Joe Biden’s influence over Israel tested ahead of US election
The unfolding Middle East war looms as a key factor in the US election contest, with the Jewish state listening ‘less and less to America’, as Donald Trump urges Israel to hit Iran’s nuclear sites.
Joe Biden’s influence over Israel is being tested weeks ahead of the November 5 election, with strategic analysts in Washington warning the Jewish state was listening “less and less” to America.
The war is playing into the US election contest, with Donald Trump positioning himself as a stronger supporter of Israel by offering it free rein in the unfolding war and encouraging a strike on Iran’s nuclear sites.
While Anthony Albanese has drawn criticism in Australia for refusing to join America in backing Israel’s incursion into Lebanon, Biden had no choice but to offer full support for the military escalation.
His own preferred plan for a 21-day ceasefire with Hezbollah failed to gain traction. Israel was not interested and was able to change the strategic calculus by broadening the conflict, taking the fight to the terror group more effectively than many imagined.

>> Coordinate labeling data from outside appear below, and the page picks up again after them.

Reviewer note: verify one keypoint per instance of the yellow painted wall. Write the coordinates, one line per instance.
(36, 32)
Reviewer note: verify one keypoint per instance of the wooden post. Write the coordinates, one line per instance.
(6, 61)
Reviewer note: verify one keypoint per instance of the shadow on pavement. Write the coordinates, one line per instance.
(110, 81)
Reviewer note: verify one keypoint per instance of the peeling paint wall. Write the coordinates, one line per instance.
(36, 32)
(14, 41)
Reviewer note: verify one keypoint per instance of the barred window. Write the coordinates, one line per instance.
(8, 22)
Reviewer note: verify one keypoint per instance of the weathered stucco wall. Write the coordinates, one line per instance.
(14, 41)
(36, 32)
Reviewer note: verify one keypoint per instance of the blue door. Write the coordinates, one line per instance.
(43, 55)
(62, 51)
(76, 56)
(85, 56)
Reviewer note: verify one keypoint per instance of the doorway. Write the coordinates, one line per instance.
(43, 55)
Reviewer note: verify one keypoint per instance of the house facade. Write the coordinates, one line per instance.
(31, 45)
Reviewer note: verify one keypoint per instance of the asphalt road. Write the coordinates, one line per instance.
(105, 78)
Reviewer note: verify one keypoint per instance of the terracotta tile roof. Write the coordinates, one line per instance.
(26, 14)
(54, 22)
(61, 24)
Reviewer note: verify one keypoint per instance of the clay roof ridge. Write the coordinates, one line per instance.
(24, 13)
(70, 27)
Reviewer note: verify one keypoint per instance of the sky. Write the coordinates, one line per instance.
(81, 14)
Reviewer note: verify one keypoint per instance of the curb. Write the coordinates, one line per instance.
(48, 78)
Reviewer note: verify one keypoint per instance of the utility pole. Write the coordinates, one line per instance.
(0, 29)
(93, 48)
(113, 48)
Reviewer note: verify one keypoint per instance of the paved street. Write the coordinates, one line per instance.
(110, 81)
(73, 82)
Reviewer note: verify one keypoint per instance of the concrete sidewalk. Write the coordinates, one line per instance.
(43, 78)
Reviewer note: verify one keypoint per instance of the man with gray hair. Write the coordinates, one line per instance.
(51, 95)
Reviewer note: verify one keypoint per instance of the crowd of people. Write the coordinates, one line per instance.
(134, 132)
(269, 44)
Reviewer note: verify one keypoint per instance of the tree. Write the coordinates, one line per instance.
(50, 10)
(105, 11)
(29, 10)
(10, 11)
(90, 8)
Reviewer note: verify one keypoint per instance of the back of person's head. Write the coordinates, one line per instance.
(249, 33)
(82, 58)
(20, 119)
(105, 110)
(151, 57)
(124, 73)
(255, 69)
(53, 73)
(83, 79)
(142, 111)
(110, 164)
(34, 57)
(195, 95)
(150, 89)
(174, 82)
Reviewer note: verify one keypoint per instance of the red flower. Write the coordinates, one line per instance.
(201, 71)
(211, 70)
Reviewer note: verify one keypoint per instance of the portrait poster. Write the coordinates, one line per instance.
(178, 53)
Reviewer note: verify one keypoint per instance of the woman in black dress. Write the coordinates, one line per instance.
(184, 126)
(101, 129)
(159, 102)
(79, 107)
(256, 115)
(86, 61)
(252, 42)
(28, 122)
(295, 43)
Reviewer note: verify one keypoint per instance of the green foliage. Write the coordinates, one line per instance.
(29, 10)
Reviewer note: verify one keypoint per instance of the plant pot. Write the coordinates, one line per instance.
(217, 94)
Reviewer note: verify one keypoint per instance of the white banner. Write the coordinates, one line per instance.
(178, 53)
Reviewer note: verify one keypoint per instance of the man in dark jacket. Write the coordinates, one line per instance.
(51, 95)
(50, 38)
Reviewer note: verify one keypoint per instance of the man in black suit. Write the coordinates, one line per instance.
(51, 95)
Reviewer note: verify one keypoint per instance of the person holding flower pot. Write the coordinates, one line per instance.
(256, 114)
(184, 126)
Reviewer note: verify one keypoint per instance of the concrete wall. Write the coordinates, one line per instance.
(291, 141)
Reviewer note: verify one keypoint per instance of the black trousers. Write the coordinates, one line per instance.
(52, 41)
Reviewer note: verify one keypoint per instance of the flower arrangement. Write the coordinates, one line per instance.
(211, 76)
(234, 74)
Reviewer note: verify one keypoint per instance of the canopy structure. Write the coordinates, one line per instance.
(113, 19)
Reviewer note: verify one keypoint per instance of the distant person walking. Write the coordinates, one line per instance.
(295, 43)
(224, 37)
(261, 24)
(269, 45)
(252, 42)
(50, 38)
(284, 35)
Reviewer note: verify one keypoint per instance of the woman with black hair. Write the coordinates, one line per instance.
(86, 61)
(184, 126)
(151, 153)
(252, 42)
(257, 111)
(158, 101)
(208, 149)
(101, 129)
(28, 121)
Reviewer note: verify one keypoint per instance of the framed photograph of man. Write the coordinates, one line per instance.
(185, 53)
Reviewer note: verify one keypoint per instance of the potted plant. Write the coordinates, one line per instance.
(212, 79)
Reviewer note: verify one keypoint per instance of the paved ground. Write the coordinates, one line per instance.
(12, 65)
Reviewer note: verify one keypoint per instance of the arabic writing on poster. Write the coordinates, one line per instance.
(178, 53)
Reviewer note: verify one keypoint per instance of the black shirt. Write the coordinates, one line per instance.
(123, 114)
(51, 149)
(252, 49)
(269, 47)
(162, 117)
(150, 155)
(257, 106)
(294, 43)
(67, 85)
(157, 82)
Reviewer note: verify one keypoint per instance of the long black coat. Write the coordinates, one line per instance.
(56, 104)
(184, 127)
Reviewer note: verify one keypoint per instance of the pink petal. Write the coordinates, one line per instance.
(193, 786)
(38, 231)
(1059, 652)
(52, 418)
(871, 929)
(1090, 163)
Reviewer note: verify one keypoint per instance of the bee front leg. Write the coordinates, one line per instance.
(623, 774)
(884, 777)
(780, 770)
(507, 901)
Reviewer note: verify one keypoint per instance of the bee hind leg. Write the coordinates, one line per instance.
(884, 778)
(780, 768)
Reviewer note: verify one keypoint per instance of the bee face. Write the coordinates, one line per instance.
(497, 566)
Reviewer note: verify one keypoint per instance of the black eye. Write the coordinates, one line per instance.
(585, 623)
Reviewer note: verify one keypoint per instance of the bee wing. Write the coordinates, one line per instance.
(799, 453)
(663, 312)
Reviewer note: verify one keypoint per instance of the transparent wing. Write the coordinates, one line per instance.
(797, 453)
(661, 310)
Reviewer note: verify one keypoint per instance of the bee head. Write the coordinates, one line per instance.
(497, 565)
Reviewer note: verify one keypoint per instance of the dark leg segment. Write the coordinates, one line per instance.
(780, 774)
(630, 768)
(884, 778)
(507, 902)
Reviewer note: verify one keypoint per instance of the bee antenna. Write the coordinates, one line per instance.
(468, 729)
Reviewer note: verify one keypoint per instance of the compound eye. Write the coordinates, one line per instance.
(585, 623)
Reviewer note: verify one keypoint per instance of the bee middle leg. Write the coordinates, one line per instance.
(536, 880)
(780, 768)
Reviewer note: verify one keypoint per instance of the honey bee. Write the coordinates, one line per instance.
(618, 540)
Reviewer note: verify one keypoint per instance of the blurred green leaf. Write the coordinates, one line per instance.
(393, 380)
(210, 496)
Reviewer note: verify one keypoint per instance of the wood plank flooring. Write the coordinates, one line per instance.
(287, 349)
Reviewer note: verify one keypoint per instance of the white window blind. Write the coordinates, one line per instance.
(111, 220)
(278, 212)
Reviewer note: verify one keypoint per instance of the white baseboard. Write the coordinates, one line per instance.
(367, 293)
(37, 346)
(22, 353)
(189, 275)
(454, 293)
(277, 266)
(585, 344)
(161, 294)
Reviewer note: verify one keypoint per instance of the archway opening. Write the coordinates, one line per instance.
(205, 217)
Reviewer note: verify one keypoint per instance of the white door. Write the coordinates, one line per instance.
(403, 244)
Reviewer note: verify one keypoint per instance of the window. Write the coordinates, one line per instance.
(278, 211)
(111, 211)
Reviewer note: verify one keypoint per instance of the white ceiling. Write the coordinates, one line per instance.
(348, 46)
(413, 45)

However, new warnings are emerging that domestic political considerations and the decisions of Israel are too heavily directing the shape of US policy in the Middle East.
Benjamin Netanyahu appears to be increasingly doing things his own way, with the Israeli leader taking key decisions without informing Washington and not seeking US counsel.
His Defence Minister Yoav Gallant – the key US point of contact in the Israeli government – postponed his Wednesday trip to Washington where he was scheduled to have a bilateral meeting with US Defence Secretary Lloyd Austin at the Pentagon.
Amid concern Israel was keeping America in the dark over its planned retaliation to Iran’s October 1 missile strike, Netanyahu instead spoke directly to Biden and US Vice President Kamala Harris in a 30-minute phone call on Wednesday morning.
The US had been blindsided over previous Israeli decisions including the operation which targeted Hezbollah operatives through exploding pager devices, the air strike which killed the group’s leader Hassan Nasrallah and the rejection of Biden’s 21-day ceasefire plan.
Natasha Hall, senior fellow for the Middle East Program at the Centre for Strategic and International Studies in Washington, said the Biden administration had now shifted “towards supporting Israel’s actions (in Lebanon) in words and deeds.”
“I think that stems from a mixture of being impressed with what Israel has been able to do and feeling that it cannot force Israel’s hand on a ceasefire before an election,” she said. “The problem is that domestic politics and a foreign country now appear to be directing U.S. foreign policy more than U.S. strategic interests.”
“That is dangerous.”
Netanyahu knows the war is playing into the US election contest. While he spoke to Biden on Wednesday, Netanyahu’s office also confirmed that Trump had spoken to the Israeli leader last week.
Trump had “congratulated him (Netanyahu) on the intense and determined operations that Israel carried out against Hezbollah.”
In contrast, Biden’s domestic political needs have led him to argue for a ceasefire and negotiated resolution ahead of the election – now less than a month away. Harris, the Democratic nominee, met with Muslim leaders in the key swing state of Michigan last Friday in a bid to allay their concerns over US support for Israel.
Former director for countering Iranian weapons of mass destruction on the National Security Council, Richard Goldberg, told The Australian that “the political reality of the Democratic Party at the moment is detached from the strategic reality on the ground in the Middle East.”
“We cannot disconnect the politics of the Democratic Party in their election year right now with their concerns about the optics of what’s going on.”
Danielle Pletka, a senior fellow in foreign and defence policy at the American Enterprise Institute (AEI), said that “the Biden administration has consistently given the Israelis advice predicated on its own desperate and almost pathological fear of escalation.”
“Israelis are listening less and less to the Americans at this point.”
Goldberg, a senior adviser at the Foundation for Defense of Democracies, said Israel had tried to accommodate US calls for restraint, but had “no real other alternative than to say, ok, well, we’re not going to sit here and keep taking it. We’re going to fight back. We have to escalate.”